Sama seperti Yesus tidak mengharapkan belas kasih dari para serdadu dan prajurit Romawi saat itu, orang Kristen pun tidak perlu bergantung penuh dari belas kasih dari orang lain. Setiap orang harus berjuang memikul salib, menjalani hidup untuk meraih kesuksesan. Salib bukan suatu kegagalan atau akhir dari perjuangan hidup, tetapi awal dari suatu kehidupan.
Pada misa Jumat Agung ini tidak ada bagian upacara yang disebut konsekrasi karena kain altar telah ditanggalkan dari meja altar. Tetapi, umat diperkenankan menerima tubuh dan darah Tuhan dalam wujud hostia yang telah disakralkan oleh pastor sehari sebelumnya, yakni malam perjamuan Tuhan.
Sementara di Gereja Katolik Santo Yoseph Pekerja Penfui misa Jumat Agung dipimpin RD Andreas Sikka Pr sebagai Pastor Paroki II. Di Gereja itu pun tidak ada ritual penyembahan salib perseorangan, kecuali umat diwajibkan tunduk di depan salib sambil berlutut.
RD Andreas Sikka pun mengajak umat kristiani untuk melihat pandemi Covid-19 sebagai bagian dari salib hidup.
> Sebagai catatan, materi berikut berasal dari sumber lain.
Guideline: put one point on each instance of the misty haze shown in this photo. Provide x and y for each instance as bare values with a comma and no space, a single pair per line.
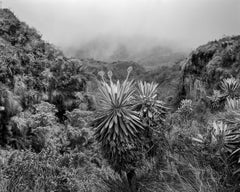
119,95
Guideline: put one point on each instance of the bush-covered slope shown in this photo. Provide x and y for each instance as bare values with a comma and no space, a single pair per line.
211,63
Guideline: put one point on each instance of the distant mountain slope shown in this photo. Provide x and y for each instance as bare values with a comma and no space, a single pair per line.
36,67
147,52
209,64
Sebagai orang beriman, orang Kristen harus menjalankan protokol kesehatan sebagai bagian dari upaya untuk meraih kemenangan atau pembebasan dari pandemi Covid-19.
Ketua Sinode Gereja Kristen Masehi Injili di Timor (GMIT) Pdt Mery Kolimon dalam surat gembala yang ditujukan kepada anggota GMIT antara lain menyebutkan tema paskah tahun ini ialah ”Berpaling pada Sang Hidup”. Ia menyebutkan, untuk kedua kalinya, peringatan sengsara, wafat, dan kebangkitan Tuhan diperingati di tengah masa pandemi Covid-19.
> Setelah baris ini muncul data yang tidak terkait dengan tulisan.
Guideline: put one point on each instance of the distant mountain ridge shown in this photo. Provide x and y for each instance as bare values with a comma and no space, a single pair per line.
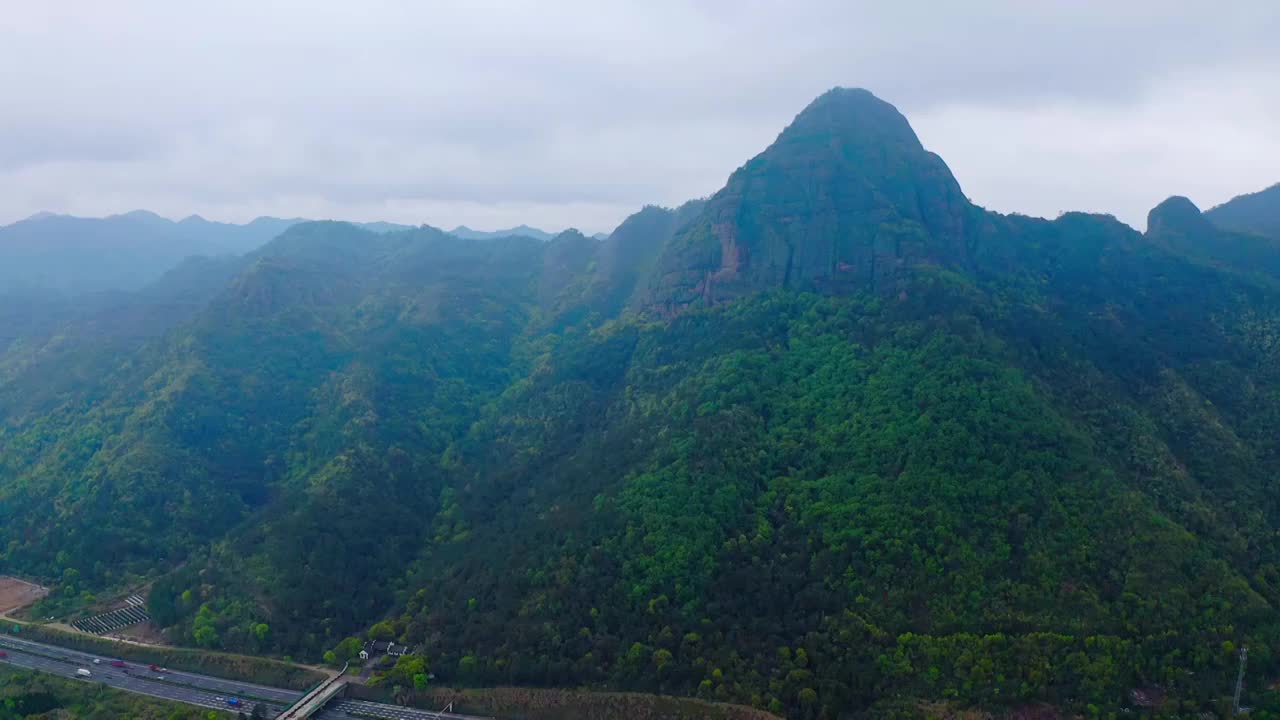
1256,212
122,253
521,231
835,442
”Dengan berpaling pada Yesus, sang hidup, kita memperoleh hikmat dan kemenangan untuk merawat kehidupan dan menyongsong kemenangan atas pandemi Covid-19, dan segala persoalan yang sedang dihadapi,” kata Mery.
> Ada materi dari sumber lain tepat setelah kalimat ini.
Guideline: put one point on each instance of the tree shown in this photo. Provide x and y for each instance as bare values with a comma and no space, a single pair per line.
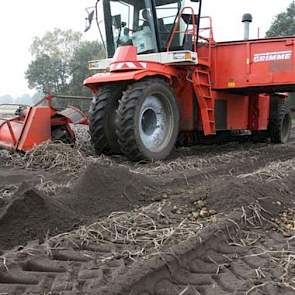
60,62
284,23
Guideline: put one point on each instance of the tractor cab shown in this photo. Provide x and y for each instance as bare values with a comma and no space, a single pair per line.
150,25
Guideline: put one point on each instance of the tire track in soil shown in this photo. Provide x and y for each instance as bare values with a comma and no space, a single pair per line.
213,262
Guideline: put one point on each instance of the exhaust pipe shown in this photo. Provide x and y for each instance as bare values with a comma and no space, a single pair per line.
247,20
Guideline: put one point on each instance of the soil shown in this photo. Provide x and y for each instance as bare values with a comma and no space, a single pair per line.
210,220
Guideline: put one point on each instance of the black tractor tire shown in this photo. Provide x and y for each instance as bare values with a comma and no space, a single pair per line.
148,120
280,123
62,134
102,120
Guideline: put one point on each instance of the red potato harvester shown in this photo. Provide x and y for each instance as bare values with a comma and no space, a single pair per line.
167,81
33,125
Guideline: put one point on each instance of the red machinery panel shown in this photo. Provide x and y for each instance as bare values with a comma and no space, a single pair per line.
267,64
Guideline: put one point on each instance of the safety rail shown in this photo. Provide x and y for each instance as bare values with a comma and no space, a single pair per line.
209,39
187,31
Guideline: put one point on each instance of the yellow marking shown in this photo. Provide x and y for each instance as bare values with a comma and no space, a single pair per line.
187,56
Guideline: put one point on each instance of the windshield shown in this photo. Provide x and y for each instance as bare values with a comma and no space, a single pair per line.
131,22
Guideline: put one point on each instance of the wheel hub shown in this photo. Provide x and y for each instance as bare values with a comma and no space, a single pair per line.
155,123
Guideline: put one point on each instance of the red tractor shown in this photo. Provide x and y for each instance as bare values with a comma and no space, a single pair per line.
166,81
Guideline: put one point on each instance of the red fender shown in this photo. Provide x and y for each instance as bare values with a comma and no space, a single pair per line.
126,67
Kasus pandemi Covid-19 yang dialami umat kristiani selama lebih dari satu tahun membuat umat kristiani sedih dan berduka. Mereka yang meninggal akibat pandemi Covid-19 dimakamkan tidak seperti biasanya. Tidak ada ritual doa, lawatan keluarga dan sahabat.
Sebagai umat beriman, pandemi Covid-19 bagian dari salib hidup. Pandemi itu mengajarkan orang Kristen bagaimana harus hidup saling menghargai dan merawat anggota tubuh masing-masing, mencintai kehidupan, dan saling membantu satu sama lain dalam ketakberdayaan hidup.
Kepala Kepolisian Daerah (Polda) Nusa Tenggara Timur Inspektur Jenderal Lotharia Latif dan jajaran melakukan kunjungan ke sejumah gereja di Kupang. Kepala Polda memantau pengamanan di rumah-rumah ibadah yang dilakukan personel Polri dan masyarakat serta memastikan umat kristiani menjalankan ibadah dalam kondisi aman, tertib, dan tetap menerapkan protokol kesehatan.
Sampai saat ini kegiatan peribadatan di gereja-gereja di NTT berlangsung aman dan tertib. Aparat keamanan dari Polri, TNI, dan warga gereja bersama-sama menjaga keamanan dan ketertiban di sekitar gereja selama perayaan berlangsung.